Jack lived in a close and at the end of the close were the woods. This was where he and his mates hung out most days when they didn’t have school, or on days they chose not to go.

He phoned Jenny.
“Stop giggling, you gotta come and help, and bring Will.”

They came.

Johnny came too.

If there were any sort of trouble Johnny would be part of it.

Johnny was Jenny’s ‘boyfriend’.

He too was very practical.

“We need to hide it.” He explained.

“Why didn’t you think of that when you put it in my garden?” Jack was disappointed that Johnny existed, let alone that he was there. He fancied Jenny but had never been able to tell her, now it seemed that he never would.

They dragged it into the woods, for an elephant it was extremely light.

“What do you think it’s made off? Asked Will.

He had asked that last night when they had left the pub, but he had drunk so much he couldn’t remember.

“Polystyrene”, replied Johnny, who couldn’t remember either. “Let’s burn it, it’ll look brilliant,” he added as if it had just come to him.

“You said that last night,” Jenny reminded him.

“We can’t,” said Jack; he sounded so authoritative that they all looked at him. “It’s unlucky to burn an elephant.”

The others stared.

“I read it in a book about Hindu superstition.”, he continued. “It’s a god.”

“Since when have you read a book about Hindu superstition?” asked Will.

“Since when have you read a book?” Added Johnny.

“No, Jack’s right,” Jenny’s voice was calming and also reasoned. “But we have to hide it better than this, the Circus will be after I, so unless we want to give it back…..” She didn’t finish; she wanted to say ‘it’s free now’ but didn’t want to sound silly. They already kidded her enough for being vegetarian.

“How do you hide a four meter African Elephant in a suburban wood?” Asked Jack, who was beginning to wish he was still asleep.

“How do you know it’s African?” Will was beginning to feel out of depth, at a time when he needed to assert his role as leader of this group.

Then it came to him.

“Look, you wait here and make sure no one sees it, Jenny you stand guard on the path. Shout out if someone comes. Jack come with me, we need some stuff from the garage.”

Will’s family ran a repair garage on the edge of town and since they hadn’t noticed that he had borrowed the tow truck yesterday evening he figured he could borrow a few tools this morning.

He was right; no one was awake yet.

“We need stuff to cut trees and bushes,” Will explained, “here, carry these.”

“We could put it back in the carpark,” protested Jack.

“Too late now.” Will was right.

Half an hour later the four of them were hard at work in the woods, cutting, chopping and dragging. One hour later they stepped back to look at their work.

“It’s good”, proclaimed Will. “It will do for today. Tomorrow we can take it up to the old air base, no one ever goes there.”

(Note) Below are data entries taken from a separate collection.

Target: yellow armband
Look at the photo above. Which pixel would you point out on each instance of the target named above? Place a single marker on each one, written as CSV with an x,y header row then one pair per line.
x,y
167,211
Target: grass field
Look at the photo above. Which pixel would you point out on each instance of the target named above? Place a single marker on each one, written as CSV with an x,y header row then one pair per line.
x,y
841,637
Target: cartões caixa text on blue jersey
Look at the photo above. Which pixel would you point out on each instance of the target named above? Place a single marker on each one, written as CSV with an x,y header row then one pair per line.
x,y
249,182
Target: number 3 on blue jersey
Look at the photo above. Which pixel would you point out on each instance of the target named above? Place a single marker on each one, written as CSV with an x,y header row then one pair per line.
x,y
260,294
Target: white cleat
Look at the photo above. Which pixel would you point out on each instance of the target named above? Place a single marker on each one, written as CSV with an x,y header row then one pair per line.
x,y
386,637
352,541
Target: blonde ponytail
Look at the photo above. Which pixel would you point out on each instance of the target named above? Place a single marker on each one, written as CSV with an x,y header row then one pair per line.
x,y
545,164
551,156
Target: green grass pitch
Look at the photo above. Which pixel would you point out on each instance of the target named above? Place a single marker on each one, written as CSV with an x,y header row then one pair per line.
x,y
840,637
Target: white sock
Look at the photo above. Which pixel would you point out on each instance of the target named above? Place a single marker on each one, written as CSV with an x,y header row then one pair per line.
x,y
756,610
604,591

They went back to their separate homes, Jack ate a huge breakfast, Jenny went off to her Saturday job at the hairdressers and Johnny and Will went to the shopping centre to see what was happening.

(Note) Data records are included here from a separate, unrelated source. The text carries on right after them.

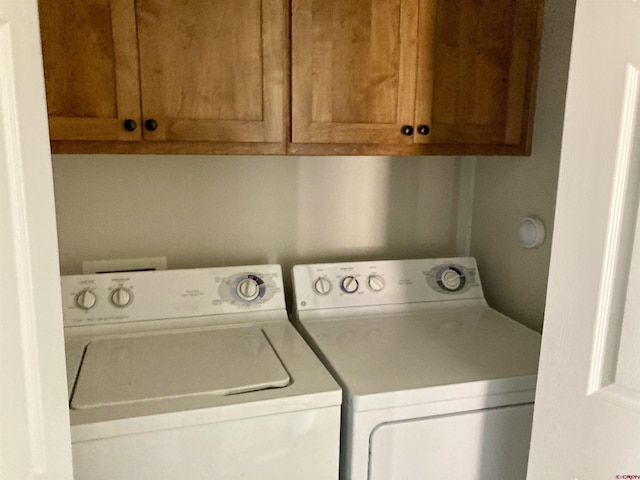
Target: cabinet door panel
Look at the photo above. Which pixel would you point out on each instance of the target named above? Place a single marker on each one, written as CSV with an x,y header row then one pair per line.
x,y
353,67
483,68
213,71
91,68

Two men from the circus were standing where the trailer had been.

“I tell you, right here,” one of them was saying.

“Elephants don’t disappear like that”, replied the other.

The police were called, a search was organised; nothing was found. No one knew anything. Those who did said nothing.

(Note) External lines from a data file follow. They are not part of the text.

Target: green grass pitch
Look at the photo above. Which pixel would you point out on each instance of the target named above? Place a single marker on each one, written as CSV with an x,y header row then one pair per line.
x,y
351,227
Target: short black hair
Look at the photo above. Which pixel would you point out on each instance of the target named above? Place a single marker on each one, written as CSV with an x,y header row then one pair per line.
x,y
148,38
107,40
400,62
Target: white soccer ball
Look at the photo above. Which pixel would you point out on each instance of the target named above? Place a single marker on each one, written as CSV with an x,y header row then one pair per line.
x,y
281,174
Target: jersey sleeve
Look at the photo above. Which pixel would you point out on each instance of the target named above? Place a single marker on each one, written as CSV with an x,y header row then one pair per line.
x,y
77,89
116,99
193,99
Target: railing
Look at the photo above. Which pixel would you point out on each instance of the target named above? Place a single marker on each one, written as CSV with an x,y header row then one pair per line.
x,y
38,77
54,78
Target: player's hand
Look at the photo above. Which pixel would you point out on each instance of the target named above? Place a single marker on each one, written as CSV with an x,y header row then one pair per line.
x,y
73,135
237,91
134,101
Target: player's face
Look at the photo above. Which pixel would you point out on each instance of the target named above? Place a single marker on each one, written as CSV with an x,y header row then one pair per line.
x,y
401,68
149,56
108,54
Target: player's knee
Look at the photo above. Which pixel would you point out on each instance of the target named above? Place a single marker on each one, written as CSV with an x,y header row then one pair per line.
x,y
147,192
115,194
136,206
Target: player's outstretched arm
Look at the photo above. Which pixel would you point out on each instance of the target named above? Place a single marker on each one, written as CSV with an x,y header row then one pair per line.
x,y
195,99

The publicity of the missing elephant was good business for the circus and almost all the town and the nearby villages went to see the show.

Except four.

Jenny, Will, Johnny and Jack used the distraction to move the elephant up to the old airbase. Will took some tools so they could remove the elephant from the trailer and the trailer was replaced in front of the supermarket without anyone noticing.

As a final touch, Jenny glued a tiny blue elephant she had found in a kinder-egg to the trailer.

The circus folk decide that the publicity they received was better than anything they had hoped for so they let the matter drop and moved on across the country.

A couple of weeks later the same thing happened in Ashington.

This time the circus folk were behind  it.